Metal For Life: How to Build Power Chord Variations for Maximum Sonic Effect, Part 2
In this month’s column, I’d like to show you some simple and effective ways to make your metal rhythm guitar parts sound bigger, heavier and more powerful. These ideas are useful in many different ways, and I think you will find them applicable in live performance as well as when overdubbing and layering tracks.
Let’s start with a basic metal-type chord progression, using standard two-note root-fifth power chords, fretted on the fifth and fourth strings and played against an open low E pedal tone (FIGURE 1). I start with an E5 power chord, made up of the root note, E, and the fifth, B, followed by two palm-muted open low E notes. I then move down to C5, alternated against the open low E pedal in the same way, and wrap up the progression on B5 before returning to the I (one) chord, E5.
Now, how can we take a fairly standard rhythm part like this and make it sound bigger and more exciting? One effective way to do this is to take the two-note power chord and move either the root or the fifth to a different string, trying different combinations while listening closely to how these subtle differences can alter and fill out the sound.

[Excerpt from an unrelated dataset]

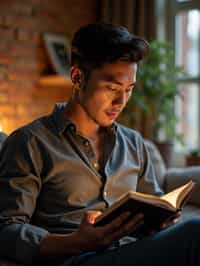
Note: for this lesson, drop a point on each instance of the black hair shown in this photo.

An easy way to fatten up this rhythm part is to drop the fifth, B, down to the sixth string while keeping the E root note on the fifth string. As shown in FIGURE 2, I barre my index finger across the bottom two strings to sound each power chord in the progression, shifting my hand up and down the neck and lifting my finger off the strings to sound the open low E notes between the chord accents.
Already, this riff sounds a little heavier and more sinister, so we are on the right track. Now, let’s double the fifth by adding B, fourth string/ninth fret, to the root-fifth shape played in FIGURE 2. This new, three-note power chord–driven progression is shown in FIGURE 3.
Let’s continue this idea by stacking another root note onto the previous fifth-root-fifth power-chord stack, adding a high E, third string/ninth fret, which results in a four-note power-chord voicing. As shown in FIGURE 4, this simple progression now sounds much wider and bigger than it initially did, in FIGURE 1.
For our last example, I’d like to expand each power chord to a different type of four-note voicing. This next technique is used often by Dream Theater guitarist John Petrucci, and it involves stacking the ninth on top of each three-note power-chord voicing introduced in FIGURE 3. Applied to the first chord, E5, the result is the four-note Esus2 voicing that kicks off the rhythm part shown in FIGURE 5. When moved down to third and second position, the resulting chords are Csus2 and Bsus2, respectively.
I think of these sus2 voicings as “progressive metal” chords, because, though they still sound very tight like a typical power chord, the inclusion of the ninth lends the chord a wider and more unusual flavor. They do require a bit of a stretch, however, so make sure your fret hand is warmed up before reaching for these types of chords, especially in the lower positions.